Raymond MICHARD

    Astronome titulaire honoraire, né en 1925.

    Ancien président de l'Observatoire de Paris, Raymond Michard a partagé ses 60 années d’activités scientifiques entre la physique du Soleil et l’étude des galaxies.
En 1946 il reprit ses études scientifiques, culminant en Sorbonne avec le Certificat d’Astronomie Fondamentale enseigné par André Danjon et Jacques Lévy puis, fin 1947, rejoignit l’Institut d’Astrophysique de Paris, alors principale pépinière de jeunes astronomes. Daniel Chalonge était son « patron »: homme aussi généreux que savant, qui ne le découragea pas de tâter de la physique stellaire, d’astrophysique théorique, de radioastronomie, avant qu'il ne s’attache à la physique solaire, qui fut son domaine de prédilection pendant une vingtaine d’années (1950-71).
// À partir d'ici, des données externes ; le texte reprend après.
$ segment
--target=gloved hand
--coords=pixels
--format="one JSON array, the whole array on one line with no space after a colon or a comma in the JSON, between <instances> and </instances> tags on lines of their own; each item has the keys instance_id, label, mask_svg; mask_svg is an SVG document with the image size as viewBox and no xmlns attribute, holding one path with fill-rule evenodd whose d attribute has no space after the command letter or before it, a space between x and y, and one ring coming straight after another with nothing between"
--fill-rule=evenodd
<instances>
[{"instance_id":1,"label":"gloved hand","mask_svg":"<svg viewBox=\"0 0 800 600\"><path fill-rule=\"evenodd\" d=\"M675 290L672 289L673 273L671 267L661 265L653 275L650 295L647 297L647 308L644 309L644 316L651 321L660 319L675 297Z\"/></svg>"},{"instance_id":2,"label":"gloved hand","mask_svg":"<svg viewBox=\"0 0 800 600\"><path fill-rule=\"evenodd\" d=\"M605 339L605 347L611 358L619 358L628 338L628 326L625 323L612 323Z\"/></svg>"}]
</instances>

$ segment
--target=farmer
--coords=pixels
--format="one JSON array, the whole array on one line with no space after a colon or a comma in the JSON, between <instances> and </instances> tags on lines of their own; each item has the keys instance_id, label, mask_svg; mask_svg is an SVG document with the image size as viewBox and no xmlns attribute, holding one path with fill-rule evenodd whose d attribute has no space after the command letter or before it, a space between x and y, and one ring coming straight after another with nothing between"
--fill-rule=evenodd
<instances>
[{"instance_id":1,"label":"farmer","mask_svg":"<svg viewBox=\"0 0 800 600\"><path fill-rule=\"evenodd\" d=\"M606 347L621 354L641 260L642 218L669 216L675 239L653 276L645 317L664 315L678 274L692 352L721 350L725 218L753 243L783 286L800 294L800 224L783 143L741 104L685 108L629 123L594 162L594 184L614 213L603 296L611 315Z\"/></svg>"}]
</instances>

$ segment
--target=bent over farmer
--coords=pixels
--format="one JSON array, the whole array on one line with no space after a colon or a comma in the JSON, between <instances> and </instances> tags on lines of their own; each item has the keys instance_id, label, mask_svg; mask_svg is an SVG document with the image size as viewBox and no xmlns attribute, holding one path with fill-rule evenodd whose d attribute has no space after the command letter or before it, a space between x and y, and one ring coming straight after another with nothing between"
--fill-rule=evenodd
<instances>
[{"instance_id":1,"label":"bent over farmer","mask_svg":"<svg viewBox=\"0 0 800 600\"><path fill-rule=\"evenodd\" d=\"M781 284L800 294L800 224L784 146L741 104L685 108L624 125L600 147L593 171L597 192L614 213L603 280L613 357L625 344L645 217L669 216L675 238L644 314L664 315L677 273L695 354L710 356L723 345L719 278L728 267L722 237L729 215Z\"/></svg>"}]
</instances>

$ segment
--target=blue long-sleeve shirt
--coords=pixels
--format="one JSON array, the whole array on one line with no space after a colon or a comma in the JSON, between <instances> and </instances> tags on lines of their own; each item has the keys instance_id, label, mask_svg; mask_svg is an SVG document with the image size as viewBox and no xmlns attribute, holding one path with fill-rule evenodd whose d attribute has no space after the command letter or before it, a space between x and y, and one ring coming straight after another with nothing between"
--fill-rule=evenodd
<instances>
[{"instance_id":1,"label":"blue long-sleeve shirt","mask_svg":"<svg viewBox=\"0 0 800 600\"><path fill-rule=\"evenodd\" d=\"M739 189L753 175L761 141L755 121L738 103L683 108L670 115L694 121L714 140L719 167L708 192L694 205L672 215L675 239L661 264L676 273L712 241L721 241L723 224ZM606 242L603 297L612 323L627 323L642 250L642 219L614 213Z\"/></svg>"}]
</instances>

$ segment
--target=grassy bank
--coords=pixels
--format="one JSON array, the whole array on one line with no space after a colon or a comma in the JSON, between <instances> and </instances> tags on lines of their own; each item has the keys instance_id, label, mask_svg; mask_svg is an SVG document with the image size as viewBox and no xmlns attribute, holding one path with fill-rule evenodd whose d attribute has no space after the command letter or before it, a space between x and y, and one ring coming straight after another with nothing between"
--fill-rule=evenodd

En 1961, durant un séjour aux Etats-Unis, il eut la chance de participer à la découverte des oscillations solaires de 5 minutes. En tant que chef du Service Solaire de l’Observatoire de Paris, il s’attacha à perpétuer son domaine d’excellence, la surveillance des manifestations de l’activité du Soleil, et à y développer des recherches nouvelles: observation de la couronne lors des éclipses totales, mesures des champs magnétiques responsables de l’activité.
En 1971
Il assuma la première présidence de l’Observatoire de Paris (1971-76), fonction instituée par la Loi Edgar Faure, lorsqu'il y fut élu Président. Il usa de ses pouvoirs (très étendus !) pour rationaliser la situation des personnels, favoriser la création du CERGA et du Laboratoire National de Métrologie des Fréquences, améliorer le Musée de l'Observatoire, achever la construction des bâtiments modernes du 77 avenue Denfert-Rochereau, et même encourager financièrement le travail de quelques bons chercheurs.
     A l’issue de son mandat, quelque peu dépassé par les progrès de la physique du Soleil, surtout dus à la recherche spatiale, il profita d'une année sabbatique à l’Université du Texas (1977-78), pour changer de spécialité, et choisit de se reconvertir à la physique des galaxies, plus spécialement les galaxies elliptiques et lenticulaires, dont il étudia la morphologie et le rayonnement. Durant les trente années suivantes, il passa maintes nuits dans les coupoles, produisant une quantité importante d’images, documentation heureusement complétée par les bases de données, et la précieuse collaboration de quelques jeunes astronomes. Ces efforts aboutirent à une abondante littérature dans Astronomy and Astrophysics.
Les tâches administratives le rattrapèrent durant les années 1981-89, période pendant laquelle
il a été chargé de la création de l’Observatoire de la Côte d’Azur en tant qu’administrateur provisoire (1987). Ayant imprudemment accepté la direction de l’Observatoire de Nice, il fut chargé par le Ministère d’opérer la fusion des deux laboratoires d’astronomie des Alpes-Maritimes. Un nouvel établissement, l’Observatoire de la Côte d’Azur naquit de la fusion du respectable Observatoire de Nice et du jeune CERGA. Cet «accouchement» ne se fit pas sans peine ! Ayant rempli cette mission, il put se consacrer de nouveau aux recherches extragalactiques, en tant que chercheur associé de l’Observatoire de Paris (1997-2008).